I thought to myself recently, How far would I go to prevent a species from becoming extinct? The answer is easy for something like elephants or lions. I would literally lay down my life to prevent elephants and lions from becoming extinct. I find the thought of a world without elephants and lions completely unbearable. I love elephants and lions. But if someone told me, “You have the chance to prevent this tiny little shitty little beetle from going extinct, but it would probably be hard and annoying and take some time,” I frankly have no clue what I would do, and I guess lots of people make that choice every day when choosing to chop down swaths of the Amazon for Jair Bolsonaro’s teak Fleshlight display case.
Extinction is literally the worst thing that can happen to a species, with long-lasting and far-reaching ecological consequences, and I still am a little shitty about preventing it if it causes me some personal inconvenience.

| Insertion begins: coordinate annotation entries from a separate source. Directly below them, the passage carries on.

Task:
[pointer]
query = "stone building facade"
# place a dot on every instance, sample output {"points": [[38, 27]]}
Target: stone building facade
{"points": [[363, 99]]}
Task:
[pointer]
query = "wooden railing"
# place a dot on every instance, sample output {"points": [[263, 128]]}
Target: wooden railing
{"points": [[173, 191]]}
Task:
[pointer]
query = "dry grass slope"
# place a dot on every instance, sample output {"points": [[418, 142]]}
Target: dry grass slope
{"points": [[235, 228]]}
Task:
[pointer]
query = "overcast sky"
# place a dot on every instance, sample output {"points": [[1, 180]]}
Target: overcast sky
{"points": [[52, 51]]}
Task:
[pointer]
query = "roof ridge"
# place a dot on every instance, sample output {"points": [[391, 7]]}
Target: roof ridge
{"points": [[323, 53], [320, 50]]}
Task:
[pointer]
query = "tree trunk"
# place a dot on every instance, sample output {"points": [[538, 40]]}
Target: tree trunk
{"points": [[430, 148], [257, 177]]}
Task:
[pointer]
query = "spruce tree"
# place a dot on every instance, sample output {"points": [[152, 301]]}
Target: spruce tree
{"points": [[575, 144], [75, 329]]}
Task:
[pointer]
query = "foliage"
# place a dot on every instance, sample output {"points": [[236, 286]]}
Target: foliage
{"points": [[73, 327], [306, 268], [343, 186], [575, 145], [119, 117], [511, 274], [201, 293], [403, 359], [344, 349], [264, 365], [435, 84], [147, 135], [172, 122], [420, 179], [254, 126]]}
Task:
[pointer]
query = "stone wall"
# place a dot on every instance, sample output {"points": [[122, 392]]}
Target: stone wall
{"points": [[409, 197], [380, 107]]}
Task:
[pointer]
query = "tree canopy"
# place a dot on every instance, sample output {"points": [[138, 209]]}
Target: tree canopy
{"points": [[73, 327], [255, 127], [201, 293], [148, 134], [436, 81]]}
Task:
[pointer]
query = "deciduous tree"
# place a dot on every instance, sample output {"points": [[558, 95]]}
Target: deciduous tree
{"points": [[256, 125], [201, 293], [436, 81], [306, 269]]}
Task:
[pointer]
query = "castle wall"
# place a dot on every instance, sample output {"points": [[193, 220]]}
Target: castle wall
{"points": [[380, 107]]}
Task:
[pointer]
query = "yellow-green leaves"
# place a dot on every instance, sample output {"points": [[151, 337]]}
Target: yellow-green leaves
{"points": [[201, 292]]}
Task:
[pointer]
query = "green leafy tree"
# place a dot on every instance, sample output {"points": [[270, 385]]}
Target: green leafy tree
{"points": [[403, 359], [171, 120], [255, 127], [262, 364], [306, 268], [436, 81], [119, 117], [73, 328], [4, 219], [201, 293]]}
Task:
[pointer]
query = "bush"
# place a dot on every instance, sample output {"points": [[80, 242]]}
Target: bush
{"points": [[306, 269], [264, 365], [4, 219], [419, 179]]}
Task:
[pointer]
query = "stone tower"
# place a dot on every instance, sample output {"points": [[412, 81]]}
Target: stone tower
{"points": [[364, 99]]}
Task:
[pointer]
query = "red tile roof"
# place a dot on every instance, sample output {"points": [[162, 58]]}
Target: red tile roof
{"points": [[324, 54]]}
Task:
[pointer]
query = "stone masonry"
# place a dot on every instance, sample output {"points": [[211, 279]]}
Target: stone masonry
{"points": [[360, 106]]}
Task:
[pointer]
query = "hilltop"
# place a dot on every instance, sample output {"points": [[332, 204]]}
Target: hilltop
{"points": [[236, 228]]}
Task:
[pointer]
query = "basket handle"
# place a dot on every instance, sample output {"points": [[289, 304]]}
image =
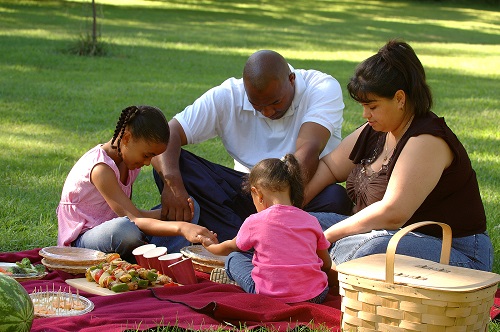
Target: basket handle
{"points": [[393, 243]]}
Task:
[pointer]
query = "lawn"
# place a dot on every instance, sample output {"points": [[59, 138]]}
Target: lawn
{"points": [[54, 106]]}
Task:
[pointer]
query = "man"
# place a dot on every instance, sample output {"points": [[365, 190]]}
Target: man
{"points": [[271, 111]]}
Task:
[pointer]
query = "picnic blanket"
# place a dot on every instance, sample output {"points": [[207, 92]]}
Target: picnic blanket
{"points": [[202, 306]]}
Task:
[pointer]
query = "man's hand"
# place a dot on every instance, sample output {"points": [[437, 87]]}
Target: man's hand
{"points": [[198, 234], [175, 202]]}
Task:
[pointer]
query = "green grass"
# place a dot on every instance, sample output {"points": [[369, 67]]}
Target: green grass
{"points": [[54, 106]]}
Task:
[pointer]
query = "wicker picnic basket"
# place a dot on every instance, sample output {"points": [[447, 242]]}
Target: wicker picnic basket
{"points": [[389, 292]]}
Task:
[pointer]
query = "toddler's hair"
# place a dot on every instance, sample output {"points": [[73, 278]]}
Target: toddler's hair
{"points": [[275, 174], [143, 122]]}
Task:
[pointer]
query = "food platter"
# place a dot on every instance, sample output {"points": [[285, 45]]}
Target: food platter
{"points": [[73, 269], [91, 287], [203, 260], [21, 277], [58, 304], [72, 256], [71, 259]]}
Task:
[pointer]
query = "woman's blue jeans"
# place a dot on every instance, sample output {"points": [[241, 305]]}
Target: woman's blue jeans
{"points": [[121, 235], [474, 251]]}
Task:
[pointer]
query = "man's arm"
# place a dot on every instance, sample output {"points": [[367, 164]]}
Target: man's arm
{"points": [[311, 141], [174, 198]]}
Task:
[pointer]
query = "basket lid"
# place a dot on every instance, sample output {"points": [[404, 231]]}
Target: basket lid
{"points": [[420, 272]]}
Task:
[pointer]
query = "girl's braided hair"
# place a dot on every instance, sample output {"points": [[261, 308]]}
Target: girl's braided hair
{"points": [[143, 122], [276, 174]]}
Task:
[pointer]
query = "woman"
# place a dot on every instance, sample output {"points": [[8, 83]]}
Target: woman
{"points": [[403, 166]]}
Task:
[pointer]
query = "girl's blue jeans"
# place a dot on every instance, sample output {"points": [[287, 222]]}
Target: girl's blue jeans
{"points": [[474, 251], [122, 236], [239, 268]]}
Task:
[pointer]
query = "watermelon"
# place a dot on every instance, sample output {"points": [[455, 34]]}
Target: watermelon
{"points": [[16, 307]]}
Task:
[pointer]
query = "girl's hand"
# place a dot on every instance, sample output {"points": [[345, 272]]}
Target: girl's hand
{"points": [[194, 233]]}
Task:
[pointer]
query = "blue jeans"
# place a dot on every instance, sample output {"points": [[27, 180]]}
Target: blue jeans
{"points": [[239, 268], [122, 236], [224, 206], [474, 251]]}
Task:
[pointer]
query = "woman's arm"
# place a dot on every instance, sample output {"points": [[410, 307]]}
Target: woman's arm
{"points": [[325, 257], [332, 168], [416, 173]]}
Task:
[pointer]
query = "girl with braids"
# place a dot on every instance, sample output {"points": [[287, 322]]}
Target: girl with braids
{"points": [[280, 251], [96, 210], [404, 165]]}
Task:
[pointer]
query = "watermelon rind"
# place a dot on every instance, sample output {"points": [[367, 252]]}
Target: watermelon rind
{"points": [[16, 307]]}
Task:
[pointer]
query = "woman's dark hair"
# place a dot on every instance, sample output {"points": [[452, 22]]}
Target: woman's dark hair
{"points": [[394, 67], [275, 174], [143, 122]]}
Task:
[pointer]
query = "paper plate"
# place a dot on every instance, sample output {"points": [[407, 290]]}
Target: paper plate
{"points": [[58, 304], [72, 256], [203, 260]]}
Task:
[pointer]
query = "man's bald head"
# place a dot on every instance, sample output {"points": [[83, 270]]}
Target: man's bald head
{"points": [[263, 67]]}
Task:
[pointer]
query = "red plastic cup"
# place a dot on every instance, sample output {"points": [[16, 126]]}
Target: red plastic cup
{"points": [[139, 252], [152, 257], [168, 259], [183, 272]]}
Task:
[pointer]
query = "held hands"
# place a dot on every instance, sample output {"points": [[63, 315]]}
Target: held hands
{"points": [[196, 233], [176, 203]]}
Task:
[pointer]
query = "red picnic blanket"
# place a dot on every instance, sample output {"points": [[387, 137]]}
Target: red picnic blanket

It seems like the general conservative and neoliberal viewpoint on something like this is, “Why care about anything that is not a person,” which I find immensely upsetting and disheartening. How can we define who we are as a species without peers to define ourselves against? There are obvious practical and physical reasons for preventing extinction on a massive scale, but why is the emotional appeal so often ignored? Extinction is immeasurably sad. Instead of trying rationalize that pain away, why don’t we lean into it?
Nabeel’s Footnote
I am decidedly not a dog person, but everyone relax—if dogs were about to go extinct, I would probably do something about it. If there were, like, a rally, I would go to it. For sure.
But think about how much dog shit would be left behind…if there were a rally to prevent dogs from going extinct? And everyone brought their dogs? Just something to think about. I promise I would go. But maybe just think about that. Shit on the streets. Seriously, I would. I would not let dogs go extinct.